When Should Someone With Dementia See a Doctor?
See a doctor if you or a loved one experiences memory problems or other dementia symptoms. Some treatable medical conditions can cause dementia symptoms, so it's important that a doctor determine the underlying cause.
Alzheimer's disease and several other types of dementia worsen over time. Early diagnosis gives you time to plan for the future while you can participate in making decisions. The diagnosis of Alzheimer’s is usually confirmed with tests that evaluate behavior and thinking abilities, often followed by a brain scan.
Is Dementia Treatable?
Sentara Behavioral Health Services cares for patients with dementia, especially among seniors, with short-term, inpatient treatment and follow-up care. The symptoms and struggles seniors face are often complex. Many patients come to us with a mix of medical of psychiatric issues.
Our experts assess and treat the underlying causes of dementia, as well as the other medical conditions that may coexist. In some cases, dementia can be treated and cured, such as dementia caused by:
- Substance abuse
- Combinations of prescription medications
- Hormone or vitamin imbalances
- Severe depression
In most cases, however, true dementia cannot be cured. Therapy, however, is often useful in helping mildly impaired people adjust to their illness. Other times it helps patients adjust to or become more comfortable with new routines. Treatment and management for dementia may include:
- Behavioral therapy
- General caregiving
Certain steps can be taken in response to the very troubling symptom of memory loss. For example, placing labels or pictures of contents on the doors of closets or cabinet can serve as helpful reminders. Carrying a small pocket notebook with the names of friends and family may also aide memory. Headings, such as “Grandchildren,” can make the notebook even more helpful, along with children’s ages and parents’ names. Other information may also be included, such as the details of specific daily routines or important phone numbers.

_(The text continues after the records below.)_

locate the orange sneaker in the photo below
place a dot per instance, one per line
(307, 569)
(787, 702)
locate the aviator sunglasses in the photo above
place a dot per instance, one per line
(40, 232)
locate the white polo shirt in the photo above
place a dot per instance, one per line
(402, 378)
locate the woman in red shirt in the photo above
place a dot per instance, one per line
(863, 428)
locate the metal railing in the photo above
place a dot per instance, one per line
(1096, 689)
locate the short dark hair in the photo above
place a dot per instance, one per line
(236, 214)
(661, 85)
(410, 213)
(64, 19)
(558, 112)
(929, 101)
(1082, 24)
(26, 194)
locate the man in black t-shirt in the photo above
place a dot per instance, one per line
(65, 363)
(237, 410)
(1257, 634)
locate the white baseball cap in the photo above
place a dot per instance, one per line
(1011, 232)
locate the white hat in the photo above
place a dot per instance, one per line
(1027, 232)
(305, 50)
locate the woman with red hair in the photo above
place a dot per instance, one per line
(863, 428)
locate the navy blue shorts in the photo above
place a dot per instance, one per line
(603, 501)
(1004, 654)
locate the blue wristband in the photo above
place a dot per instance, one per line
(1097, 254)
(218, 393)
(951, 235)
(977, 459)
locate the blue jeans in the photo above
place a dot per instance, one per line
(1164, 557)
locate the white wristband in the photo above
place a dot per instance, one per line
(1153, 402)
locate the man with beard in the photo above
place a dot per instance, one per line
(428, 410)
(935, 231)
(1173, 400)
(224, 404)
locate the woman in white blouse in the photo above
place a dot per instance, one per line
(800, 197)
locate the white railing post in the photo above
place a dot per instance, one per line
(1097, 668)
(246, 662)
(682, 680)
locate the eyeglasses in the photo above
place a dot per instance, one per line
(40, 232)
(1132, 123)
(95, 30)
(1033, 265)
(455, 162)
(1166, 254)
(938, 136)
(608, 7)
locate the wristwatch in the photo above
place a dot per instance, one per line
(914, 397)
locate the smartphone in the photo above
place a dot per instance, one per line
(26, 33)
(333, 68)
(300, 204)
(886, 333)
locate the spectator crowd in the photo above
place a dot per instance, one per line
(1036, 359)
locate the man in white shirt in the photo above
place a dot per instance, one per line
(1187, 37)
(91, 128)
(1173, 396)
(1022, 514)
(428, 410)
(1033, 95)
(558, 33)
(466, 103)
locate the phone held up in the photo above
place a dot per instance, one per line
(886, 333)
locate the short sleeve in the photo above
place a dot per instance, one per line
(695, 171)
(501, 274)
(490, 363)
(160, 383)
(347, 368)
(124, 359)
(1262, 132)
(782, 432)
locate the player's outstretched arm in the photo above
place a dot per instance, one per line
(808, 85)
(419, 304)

As dementia worsens, patients frequently begin to wander. It is a good idea for the patient to wear an ID bracelet at all times and for clothes to be labeled with the patient’s name. During the early stages of dementia, a patient will want his or her wallet, purse, glasses, hearing aids, etc. However, gradually the patient will not remember to use these items. As dementia patients become more and more confused, they frequently will not know where they are. Keeping them busy with easy tasks such as folding clothes can help distract them from confusion. Gradually, the patient may also become more and more resistant to bathing and dressing. Bathing the patient less frequently (about two times a week) is sufficient and may also protect the patient’s skin from becoming too dry. Switching to clothing that can be worn during the day and at night for sleeping (like sweatshirts and pants) decreases the stress of having to change clothes.

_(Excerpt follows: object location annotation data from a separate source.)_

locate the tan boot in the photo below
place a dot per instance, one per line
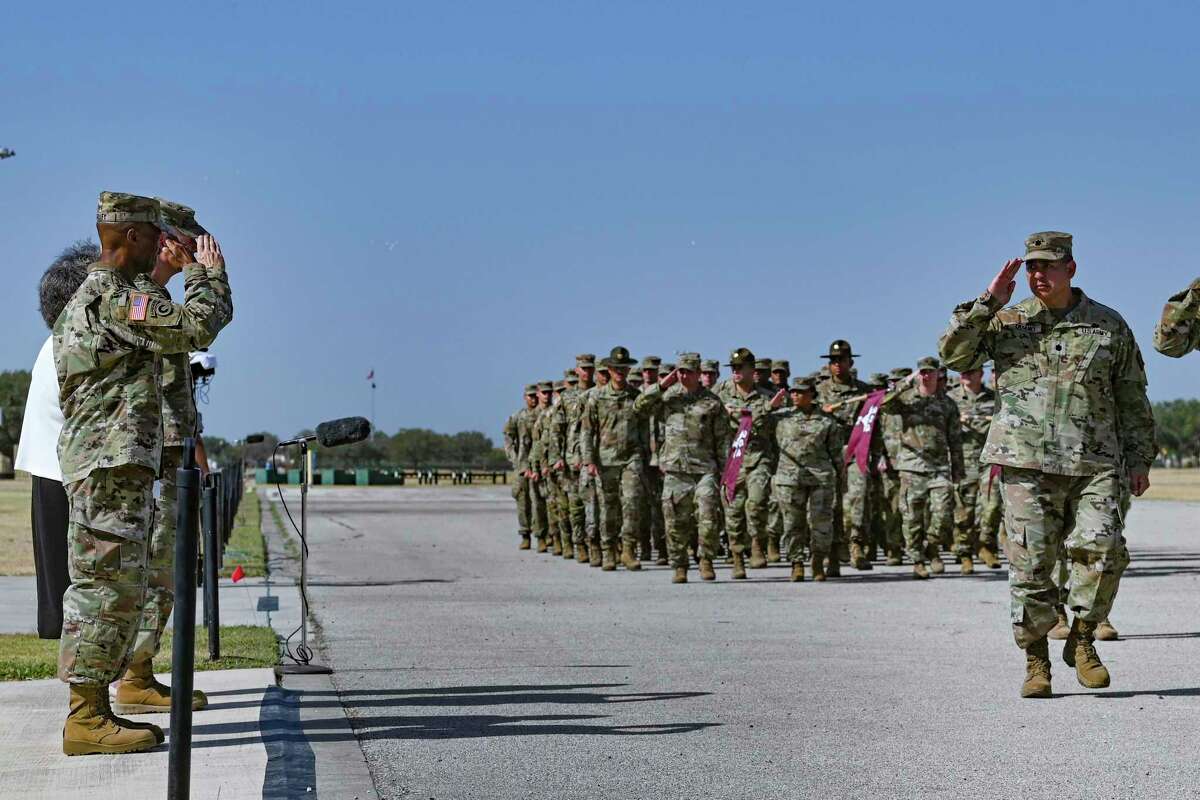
(739, 566)
(1080, 653)
(757, 560)
(1062, 629)
(91, 728)
(1037, 671)
(819, 566)
(629, 558)
(139, 692)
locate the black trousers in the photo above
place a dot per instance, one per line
(48, 510)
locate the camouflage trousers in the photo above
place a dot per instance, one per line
(108, 531)
(976, 513)
(927, 509)
(1045, 515)
(691, 511)
(522, 493)
(745, 516)
(808, 518)
(622, 488)
(857, 504)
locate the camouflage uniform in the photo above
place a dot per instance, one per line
(1072, 421)
(745, 516)
(929, 461)
(805, 477)
(693, 453)
(611, 439)
(108, 344)
(976, 500)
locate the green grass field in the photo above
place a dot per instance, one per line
(23, 656)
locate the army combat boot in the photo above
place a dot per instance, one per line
(1079, 653)
(91, 728)
(1037, 669)
(1062, 629)
(819, 566)
(739, 566)
(138, 692)
(757, 560)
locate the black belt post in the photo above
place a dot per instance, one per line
(183, 661)
(211, 560)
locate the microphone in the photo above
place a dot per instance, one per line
(334, 433)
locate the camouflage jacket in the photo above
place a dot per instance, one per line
(108, 344)
(1179, 330)
(975, 417)
(1071, 394)
(929, 437)
(179, 417)
(809, 447)
(695, 431)
(611, 432)
(761, 449)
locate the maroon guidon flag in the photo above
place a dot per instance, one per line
(737, 452)
(859, 445)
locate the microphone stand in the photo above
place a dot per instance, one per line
(303, 666)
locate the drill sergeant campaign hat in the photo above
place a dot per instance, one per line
(1048, 246)
(119, 206)
(840, 348)
(619, 358)
(177, 217)
(741, 356)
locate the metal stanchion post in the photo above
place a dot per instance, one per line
(179, 770)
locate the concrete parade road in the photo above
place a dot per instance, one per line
(473, 669)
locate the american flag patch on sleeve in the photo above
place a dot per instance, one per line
(138, 305)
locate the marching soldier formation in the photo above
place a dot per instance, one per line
(827, 470)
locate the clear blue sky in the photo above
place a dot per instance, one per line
(463, 197)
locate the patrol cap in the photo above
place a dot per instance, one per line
(1048, 246)
(741, 356)
(839, 348)
(652, 362)
(119, 206)
(619, 358)
(804, 384)
(175, 216)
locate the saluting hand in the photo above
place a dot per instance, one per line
(1002, 286)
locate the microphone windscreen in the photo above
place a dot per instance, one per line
(343, 432)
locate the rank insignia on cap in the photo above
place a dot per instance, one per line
(139, 302)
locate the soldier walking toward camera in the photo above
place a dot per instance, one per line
(805, 477)
(107, 348)
(693, 455)
(1073, 433)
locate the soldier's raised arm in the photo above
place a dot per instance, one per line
(153, 323)
(966, 343)
(1179, 330)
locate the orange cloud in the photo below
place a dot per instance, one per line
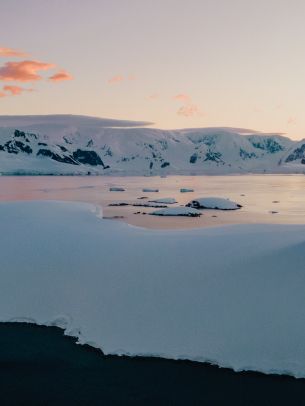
(115, 79)
(16, 90)
(24, 71)
(182, 97)
(60, 76)
(189, 110)
(12, 52)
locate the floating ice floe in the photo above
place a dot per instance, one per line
(212, 294)
(118, 204)
(186, 190)
(116, 189)
(177, 211)
(149, 204)
(148, 190)
(165, 200)
(214, 203)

Dealing with dementia in a loved one is very difficult. As the dementia progresses, past methods of dealing with your loved one may no longer work. You may need to tell “white lies” to keep peace. It may be easy to lose patience with your loved one, but impatience will only cause the symptoms and behaviors of dementia to worsen. Some tips for care providers include getting help from others, joining a support group, and remembering that you are better able to care for your loved one if you take care of yourself.